Git 2.54 dropped yesterday. 137 contributors, 66 of them first-timers. But the thing I keep thinking about is a small experimental command called git history.
It does two things. git history reword <commit> lets you fix a commit message and rewrites everything downstream. git history split <commit> lets you chop a commit into pieces with the same hunk-picker from git add -p. Neither operation touches your working tree or index.
What it refuses to do Link to heading
Merge commits? Won’t touch them. An operation that might cause a conflict? Won’t even start.
Compare that to git rebase -i, which will happily begin rewriting your history and then strand you mid-conflict at 11pm on a Friday. You just wanted to fix a typo in a commit message. Now you’re resolving conflicts in files you didn’t write.

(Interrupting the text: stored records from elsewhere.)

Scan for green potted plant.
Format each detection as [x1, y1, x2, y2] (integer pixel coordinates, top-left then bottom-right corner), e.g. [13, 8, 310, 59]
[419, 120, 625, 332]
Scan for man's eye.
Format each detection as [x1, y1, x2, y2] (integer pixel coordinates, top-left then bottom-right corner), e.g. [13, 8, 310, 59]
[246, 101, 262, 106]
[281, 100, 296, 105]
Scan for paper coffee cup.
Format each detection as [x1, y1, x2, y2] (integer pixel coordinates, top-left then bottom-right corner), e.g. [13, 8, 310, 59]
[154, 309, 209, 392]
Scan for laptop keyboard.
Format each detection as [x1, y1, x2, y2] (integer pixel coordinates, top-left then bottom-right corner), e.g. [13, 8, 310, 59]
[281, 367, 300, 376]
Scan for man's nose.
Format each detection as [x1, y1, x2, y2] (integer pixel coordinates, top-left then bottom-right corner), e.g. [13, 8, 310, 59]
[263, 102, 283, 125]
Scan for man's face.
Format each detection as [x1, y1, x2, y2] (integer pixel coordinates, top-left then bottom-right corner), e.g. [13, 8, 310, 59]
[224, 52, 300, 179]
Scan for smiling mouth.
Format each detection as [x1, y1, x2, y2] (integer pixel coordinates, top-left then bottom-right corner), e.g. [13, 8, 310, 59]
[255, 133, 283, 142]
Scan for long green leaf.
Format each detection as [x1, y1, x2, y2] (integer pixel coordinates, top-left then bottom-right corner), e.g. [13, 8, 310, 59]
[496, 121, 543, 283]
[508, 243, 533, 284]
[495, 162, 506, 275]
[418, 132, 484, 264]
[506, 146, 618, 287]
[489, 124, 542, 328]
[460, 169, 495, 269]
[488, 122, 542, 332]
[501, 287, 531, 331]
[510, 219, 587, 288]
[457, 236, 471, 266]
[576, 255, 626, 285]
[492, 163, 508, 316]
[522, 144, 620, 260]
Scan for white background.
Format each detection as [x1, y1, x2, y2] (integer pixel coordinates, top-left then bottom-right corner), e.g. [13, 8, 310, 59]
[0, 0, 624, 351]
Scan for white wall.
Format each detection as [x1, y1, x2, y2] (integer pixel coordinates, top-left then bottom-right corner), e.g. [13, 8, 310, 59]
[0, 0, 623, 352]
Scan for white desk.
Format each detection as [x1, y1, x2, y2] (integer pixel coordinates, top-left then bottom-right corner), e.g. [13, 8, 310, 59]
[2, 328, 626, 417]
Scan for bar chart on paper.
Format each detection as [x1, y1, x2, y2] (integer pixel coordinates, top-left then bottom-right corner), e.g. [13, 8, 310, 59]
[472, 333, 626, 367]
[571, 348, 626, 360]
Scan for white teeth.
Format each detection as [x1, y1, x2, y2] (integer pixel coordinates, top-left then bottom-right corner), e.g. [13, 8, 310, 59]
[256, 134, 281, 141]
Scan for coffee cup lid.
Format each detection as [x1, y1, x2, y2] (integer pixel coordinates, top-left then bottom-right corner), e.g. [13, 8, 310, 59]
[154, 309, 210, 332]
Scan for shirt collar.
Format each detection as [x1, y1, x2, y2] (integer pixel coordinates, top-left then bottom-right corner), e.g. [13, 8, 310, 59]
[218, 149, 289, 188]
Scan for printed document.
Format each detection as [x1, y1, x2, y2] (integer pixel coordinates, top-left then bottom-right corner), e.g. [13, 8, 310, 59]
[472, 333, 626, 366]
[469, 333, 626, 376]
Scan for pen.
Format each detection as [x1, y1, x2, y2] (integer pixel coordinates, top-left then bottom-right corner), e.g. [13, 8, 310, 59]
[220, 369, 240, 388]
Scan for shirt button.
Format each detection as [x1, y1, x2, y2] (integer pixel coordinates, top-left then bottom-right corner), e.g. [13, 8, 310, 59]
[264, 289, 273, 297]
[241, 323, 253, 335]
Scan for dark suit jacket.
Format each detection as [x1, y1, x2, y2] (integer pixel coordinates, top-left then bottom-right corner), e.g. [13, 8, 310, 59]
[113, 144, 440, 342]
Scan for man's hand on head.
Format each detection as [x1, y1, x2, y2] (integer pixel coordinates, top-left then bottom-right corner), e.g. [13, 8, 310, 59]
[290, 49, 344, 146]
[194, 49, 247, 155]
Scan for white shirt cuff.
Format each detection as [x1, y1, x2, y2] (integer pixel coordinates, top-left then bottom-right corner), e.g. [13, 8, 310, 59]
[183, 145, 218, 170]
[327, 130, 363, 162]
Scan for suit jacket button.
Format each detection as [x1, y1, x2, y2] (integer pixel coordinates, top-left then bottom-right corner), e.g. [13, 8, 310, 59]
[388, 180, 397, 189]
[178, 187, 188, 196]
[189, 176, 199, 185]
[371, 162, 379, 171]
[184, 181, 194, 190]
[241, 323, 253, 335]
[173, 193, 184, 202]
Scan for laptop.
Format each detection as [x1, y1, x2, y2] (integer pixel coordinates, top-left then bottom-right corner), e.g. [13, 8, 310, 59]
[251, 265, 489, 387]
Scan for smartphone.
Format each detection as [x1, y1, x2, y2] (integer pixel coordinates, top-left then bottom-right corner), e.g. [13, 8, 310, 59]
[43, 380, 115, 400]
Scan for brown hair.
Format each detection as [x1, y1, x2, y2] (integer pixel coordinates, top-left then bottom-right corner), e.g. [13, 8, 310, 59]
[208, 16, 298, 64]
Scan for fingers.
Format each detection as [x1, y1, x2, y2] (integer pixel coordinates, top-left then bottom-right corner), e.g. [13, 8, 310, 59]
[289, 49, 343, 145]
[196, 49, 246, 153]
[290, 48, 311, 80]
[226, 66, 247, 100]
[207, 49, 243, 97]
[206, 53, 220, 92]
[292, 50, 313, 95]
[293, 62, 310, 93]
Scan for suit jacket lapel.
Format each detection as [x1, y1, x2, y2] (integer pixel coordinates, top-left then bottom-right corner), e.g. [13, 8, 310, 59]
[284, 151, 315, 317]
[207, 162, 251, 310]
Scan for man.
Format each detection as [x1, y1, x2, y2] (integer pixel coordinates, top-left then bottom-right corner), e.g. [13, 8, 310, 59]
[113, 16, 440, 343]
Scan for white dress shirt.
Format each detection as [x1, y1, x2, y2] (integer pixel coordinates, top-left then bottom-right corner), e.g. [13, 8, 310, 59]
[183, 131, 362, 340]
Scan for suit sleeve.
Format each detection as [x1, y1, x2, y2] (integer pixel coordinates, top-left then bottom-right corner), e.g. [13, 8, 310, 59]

rebase -i says “start, then maybe fail.” git history says “only start when completion is guaranteed.” If you’ve spent time around functional programming, the second one should feel familiar – same instinct behind making impossible states impossible, except somebody applied it to a CLI.
The whole thing runs without touching your working tree, and it builds on the git replay machinery under the hood, so scripting it is straightforward. I’ve been burned enough times by rebases gone sideways that a tool which says “I will only do this if I know it works” feels kind of radical (even though it shouldn’t be).
It’s still experimental, so the interface might change. I hope the design philosophy sticks around, though.